In other words, these last few months have been terrifying. Not just unsettling -- terrifying.

Agonizing Times

These are the times when the serious investor has to bear down and realize the facts of life. These are especially the times when financial advisors, purveyors of financial products, brokers, and insurance salesmen have to draw upon their inner resources to make certain they do their best for their clients.

This is also a time when such clients rightly wonder if it's safe to do anything with their money besides keep it in savings accounts or CDs. Why should people saving for their retirement go through the pain they're going through right now? Why go through the agony?

Well, here are a few reasons.

The Price We Pay

Over periods of more than a few years, in all but a few times over the last 53 years, broad indexes of stocks have outperformed cash or bonds (including reinvestment of dividends). Measured over long periods this out-performance has been breathtaking, on the order of two to one over 10 years and much more than that over two decades or more. (By broad indexes, I mean the S&P 500 or the Dow.)

For investors who are starting early or in middle age, diversified baskets of solid stocks are the only way they'll earn enough money to fund a decent retirement. The pain and anguish we as investors feel as stocks fall day after day, week after week, month after month, is simply what we go through to get that extra capital gain. It's painful, cruel risk, but that's the price for those super returns over long periods.

There are ways to mitigate the pain: As my pal and colleague Ray Lucia has said, it's vital to keep a good chunk of cash or near-cash to draw on for your needs. That way, you don't have to sell stocks when they're down to get the money you need. To that end, there are variable annuities that lock in gains in markets even if the market tanks. (Investors should be aware that there's a fee for this, and evaluate whether they want to pay it.)

Cash In

It's sensible to keep some money in safe bonds: treasuries or highly rated corporates, preferably of medium duration because long bonds can take a wild beating if inflation rears its head. Bonds rarely fall as far or as fast as stocks, and often move in the opposite direction from stocks. These, too, are ballast in stormy weather.

The usual rule is that middle-age workers should have close to 50 percent of their assets in bonds or cash equivalents, and more as they get older. My respectful view is that we don't need anywhere near that much cash and bonds in our portfolios as long as we're working and have income from labor. We don't need to miss out on the opportunities for superior growth from stocks as young or even middle-age investors until we're out of the labor force, and must be extremely careful not to lose what we can't replace.
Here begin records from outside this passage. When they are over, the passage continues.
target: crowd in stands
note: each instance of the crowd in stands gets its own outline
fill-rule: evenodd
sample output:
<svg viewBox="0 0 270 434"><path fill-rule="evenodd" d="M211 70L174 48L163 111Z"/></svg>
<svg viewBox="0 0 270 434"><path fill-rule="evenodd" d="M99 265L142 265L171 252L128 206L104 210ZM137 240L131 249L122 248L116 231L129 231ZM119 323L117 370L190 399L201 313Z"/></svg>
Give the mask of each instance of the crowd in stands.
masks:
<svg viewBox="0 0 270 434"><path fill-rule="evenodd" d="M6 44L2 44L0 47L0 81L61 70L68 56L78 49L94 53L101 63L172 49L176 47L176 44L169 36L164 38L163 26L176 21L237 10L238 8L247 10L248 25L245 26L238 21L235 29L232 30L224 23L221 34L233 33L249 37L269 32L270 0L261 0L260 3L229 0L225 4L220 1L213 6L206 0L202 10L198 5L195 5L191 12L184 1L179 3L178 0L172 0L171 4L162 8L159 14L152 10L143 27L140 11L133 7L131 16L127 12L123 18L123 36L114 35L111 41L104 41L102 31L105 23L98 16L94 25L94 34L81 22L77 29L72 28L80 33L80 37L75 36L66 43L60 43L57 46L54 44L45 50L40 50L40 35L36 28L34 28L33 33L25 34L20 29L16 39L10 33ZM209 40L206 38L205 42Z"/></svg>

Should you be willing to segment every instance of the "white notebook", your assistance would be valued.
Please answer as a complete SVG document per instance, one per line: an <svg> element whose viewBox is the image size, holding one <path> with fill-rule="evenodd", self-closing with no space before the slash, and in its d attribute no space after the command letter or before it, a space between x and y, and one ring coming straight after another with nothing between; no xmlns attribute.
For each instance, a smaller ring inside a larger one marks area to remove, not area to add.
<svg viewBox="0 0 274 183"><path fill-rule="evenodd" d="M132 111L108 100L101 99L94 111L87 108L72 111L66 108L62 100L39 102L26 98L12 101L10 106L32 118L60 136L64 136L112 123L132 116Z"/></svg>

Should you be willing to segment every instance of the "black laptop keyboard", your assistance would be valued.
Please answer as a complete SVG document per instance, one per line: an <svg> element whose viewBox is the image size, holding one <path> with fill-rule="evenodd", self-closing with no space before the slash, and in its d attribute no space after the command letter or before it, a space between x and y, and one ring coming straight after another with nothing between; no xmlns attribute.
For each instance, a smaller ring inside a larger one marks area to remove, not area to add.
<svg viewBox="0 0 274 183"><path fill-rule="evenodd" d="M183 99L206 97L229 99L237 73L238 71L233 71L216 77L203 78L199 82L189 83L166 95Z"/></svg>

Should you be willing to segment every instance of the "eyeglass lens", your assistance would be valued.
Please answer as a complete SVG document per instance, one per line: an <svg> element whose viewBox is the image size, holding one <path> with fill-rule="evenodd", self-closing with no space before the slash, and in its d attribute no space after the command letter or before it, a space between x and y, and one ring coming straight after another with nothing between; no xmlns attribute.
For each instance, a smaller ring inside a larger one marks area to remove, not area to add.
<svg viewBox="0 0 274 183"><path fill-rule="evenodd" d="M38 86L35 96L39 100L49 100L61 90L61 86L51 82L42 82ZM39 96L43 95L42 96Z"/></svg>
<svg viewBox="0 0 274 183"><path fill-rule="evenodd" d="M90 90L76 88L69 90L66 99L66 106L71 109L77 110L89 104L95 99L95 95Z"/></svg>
What should be the exact amount of cash and bonds to have at various ages? Again, there's an old saw that you should have 100 percent minus your age in stocks, and the rest in bonds and cash. (So, if you're 40, you should have 60 percent in stocks; if you're 60, you should have 40 percent in stocks, and so on.) Again, I would say that's too conservative over the long haul, but only each investor knows how much risk tolerance he or she has. Discuss this with your advisor.

by Ben Stein

Throw Out the Lifeline

The main fact you should bear in mind every day is that over long periods, money is made when the stock market is down, not up. As my financial guru Phil DeMuth says, "You make money in bear markets. You just don't know it until later."

If you have enough money to invest without scaring yourself and your family, now is a fine time to buy broad indexes of stocks. Just don't expect these buys to pay off right away. As I've said many times before, my advice is strictly for long-term investors.

To my readers who are financial advisors and brokers and planners, please help your clients understand this. Get on the phone with them and calm them down -- you're their lifeline in the storm. Now's the time for you to step up and help your clients make the right choices: Remind them that slow and steady in the market wins the race. It's simple, but it's true.